How I do a Home Network
It starts by ditching the box our ISP gave us. A plug-and-play modem-router is well and good for general usability, but this comes at the cost of configurability and data sovereignty. Compared to jury-rigging a rented device to meet my household's particular needs, it made far more sense to install our own modem. An inexpensive DOCSIS 3.0 modem from the local electronics retailer takes full advantage of our data plan and paid for itself in a matter of months.
Since our home is relatively small, it makes sense to consolidate routing and wireless access into one device. We've had great results with an affordable router and its built-in dipole antennae. WPA-3 security is easily configured, as are settings for DHCP reservation and DNS service that we need for the single-board computer below.
That is, a Raspberry Pi Zero 2 W that I use for auxilliary services. It runs an instance of Pi-Hole that acts as the DNS resolver for internal clients, the principal effect of which is network-wide ad-blocking. I cannot overstate how much this improves our browsing experience at home, especially since we can trivially create exceptions for the very rare edge cases in which the DNS sinkhole effect is undesirable.

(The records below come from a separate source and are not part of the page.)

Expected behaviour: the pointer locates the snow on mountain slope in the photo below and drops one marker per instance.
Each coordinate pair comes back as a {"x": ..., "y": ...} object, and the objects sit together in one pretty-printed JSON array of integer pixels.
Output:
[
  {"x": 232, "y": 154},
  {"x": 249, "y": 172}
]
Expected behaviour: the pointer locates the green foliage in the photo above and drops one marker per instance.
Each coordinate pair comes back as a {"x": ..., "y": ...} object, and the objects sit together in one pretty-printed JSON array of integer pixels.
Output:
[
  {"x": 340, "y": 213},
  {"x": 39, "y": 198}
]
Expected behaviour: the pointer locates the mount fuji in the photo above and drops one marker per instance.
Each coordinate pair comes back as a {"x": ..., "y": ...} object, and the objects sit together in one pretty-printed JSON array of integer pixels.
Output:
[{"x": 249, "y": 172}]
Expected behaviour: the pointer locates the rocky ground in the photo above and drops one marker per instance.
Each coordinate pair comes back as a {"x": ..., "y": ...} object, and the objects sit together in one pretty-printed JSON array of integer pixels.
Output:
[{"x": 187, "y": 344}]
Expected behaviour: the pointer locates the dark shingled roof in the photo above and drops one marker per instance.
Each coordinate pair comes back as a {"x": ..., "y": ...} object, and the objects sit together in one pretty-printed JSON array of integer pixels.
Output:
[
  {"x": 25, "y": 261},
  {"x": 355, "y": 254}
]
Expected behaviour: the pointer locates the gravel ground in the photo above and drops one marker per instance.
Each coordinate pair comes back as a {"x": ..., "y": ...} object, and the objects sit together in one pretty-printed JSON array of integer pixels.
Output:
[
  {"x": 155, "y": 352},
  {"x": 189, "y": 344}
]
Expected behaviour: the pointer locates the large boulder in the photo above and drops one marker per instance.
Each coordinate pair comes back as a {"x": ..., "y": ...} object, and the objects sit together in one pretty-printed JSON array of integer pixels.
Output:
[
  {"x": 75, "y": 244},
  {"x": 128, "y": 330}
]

Beyond ad-blocking, having a Linux machine with a reserved IP address has various other utilities. The Zero 2 W, while not especially powerful for a single-board computer, is more than capable of running WireGuard to give us remote access to the network while we're away. This necessitates a dynamic DNS service on the router, which, luckily, is supported out of the box. On top of that, enough resources are left over to run an rsyslog server to which I log automated backups and various other important metrics.